A nerve signal is transmitted through a neuron when an excess of Na+ ions suddenly enters the axon, a long cylindrical part of the neuron. Axons are approximately 10 μm (10x10-6 m) in diameter, and measurements show that about 5x1011 Na+ ions per meter (each of charge +e) enter during this process. Although the axon is a long cylinder, the charge do not all enter the axon at the same time. A plausible model would be a series of point charges moving along the axon.
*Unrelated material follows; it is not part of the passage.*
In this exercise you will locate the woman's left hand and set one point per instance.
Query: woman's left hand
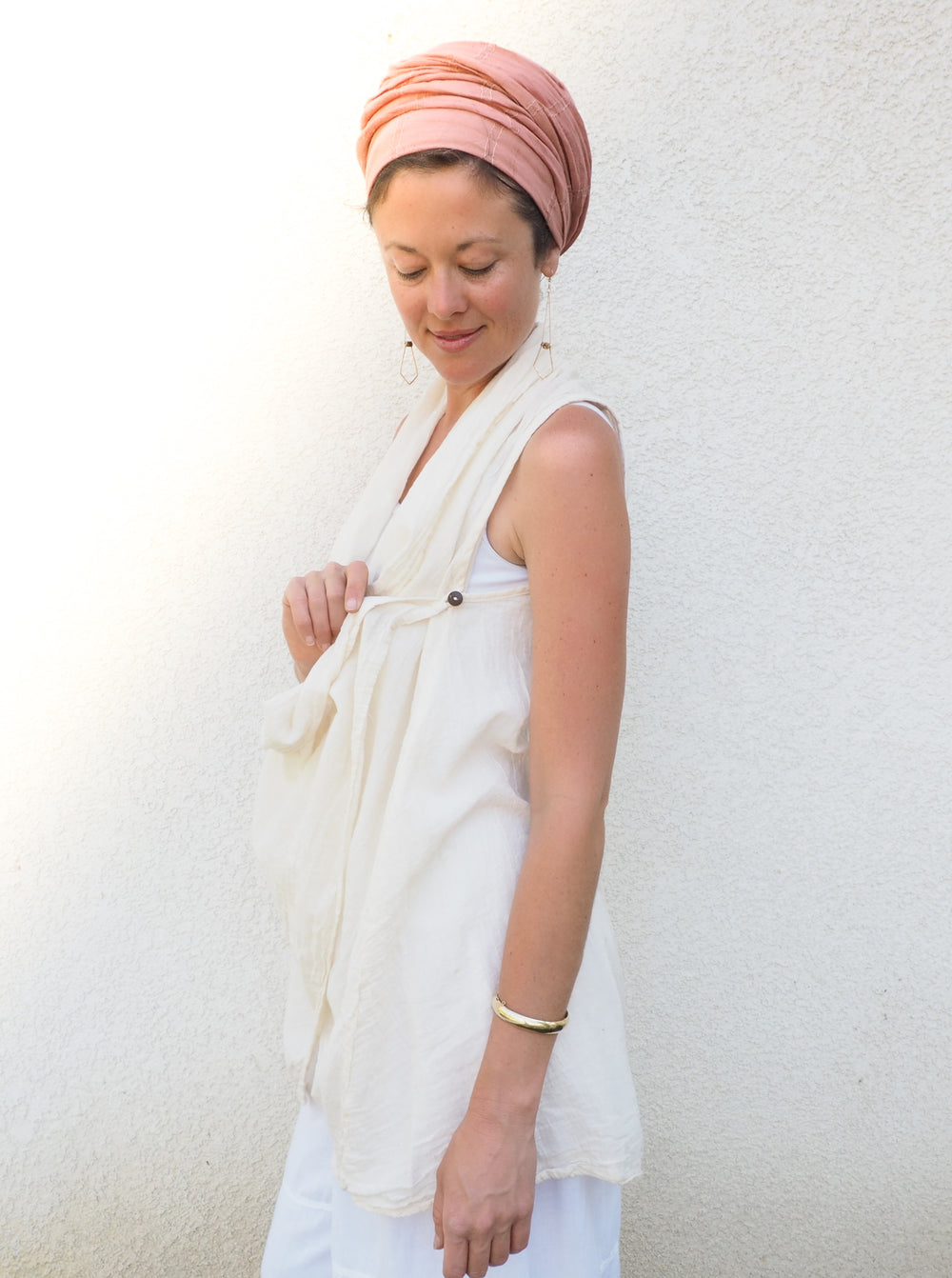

Let us look at a 0.10 mm length of the axon as a point charge. a) If the charge that enters each meter of the axon gets distributed uniformly along it, how many Coulomb of charge enter a 0.10 mm length of the axon? b) What is the magnitude of the electric field produced by a 0.10 mm length of the axon at the surface of the body (of a fish for example) if the axon is 5.00 cm below the skin (assume it is small enough to be considered a point charge)? c) Certain sharks can respond to electric fields as weak as 1.0 μN/C (sharks have special detectors called ampullae of Lorenzini for this purpose), how far from the 0.10 mm length of the axon (i.e. from the fish) could a shark be and still detect its electric field (assume you can consider the axon as a point charge)?

Answer 1

given

5 x 10¹¹ Na⁺ ions per meter

so now for 0.1 mm = 0.1 x 10^-3 m length

n = 5 x 10¹¹ x 0.1 x 10^-3

= 5 x 10⁷ Na⁺ ions

then

a)

the charge is Q

Q = 5 x 10⁷ x 1.6 x 10^-19

Q = 8 x 10^-12 C Coulomb of charge enter a 0.10 mm length of the axon.

b )

to find electric field

E = k Q / r²

= 9 x 10⁹ x 8 x 10^-12 / 0.05²

E = 28.8 N/C

the magnitude of the electric field produced by a 0.10 mm length of the axon

at the surface of the body is E = 28.8 N/C

c )

E = 1 uN/C

= 1 x 10^-6 N/C

to find the distance " r "

E = k Q / r²

1 x 10^-6 = 9 x 10⁹ x 8 x 10^-12 / r²

r² = 9 x 10⁹ x 8 x 10^-12 / 1 x 10^-6

= 72000

r = 268.328 m far from the 0.10 mm length of the axon

(i.e. from the fish) could a shark be and still detect its electric field.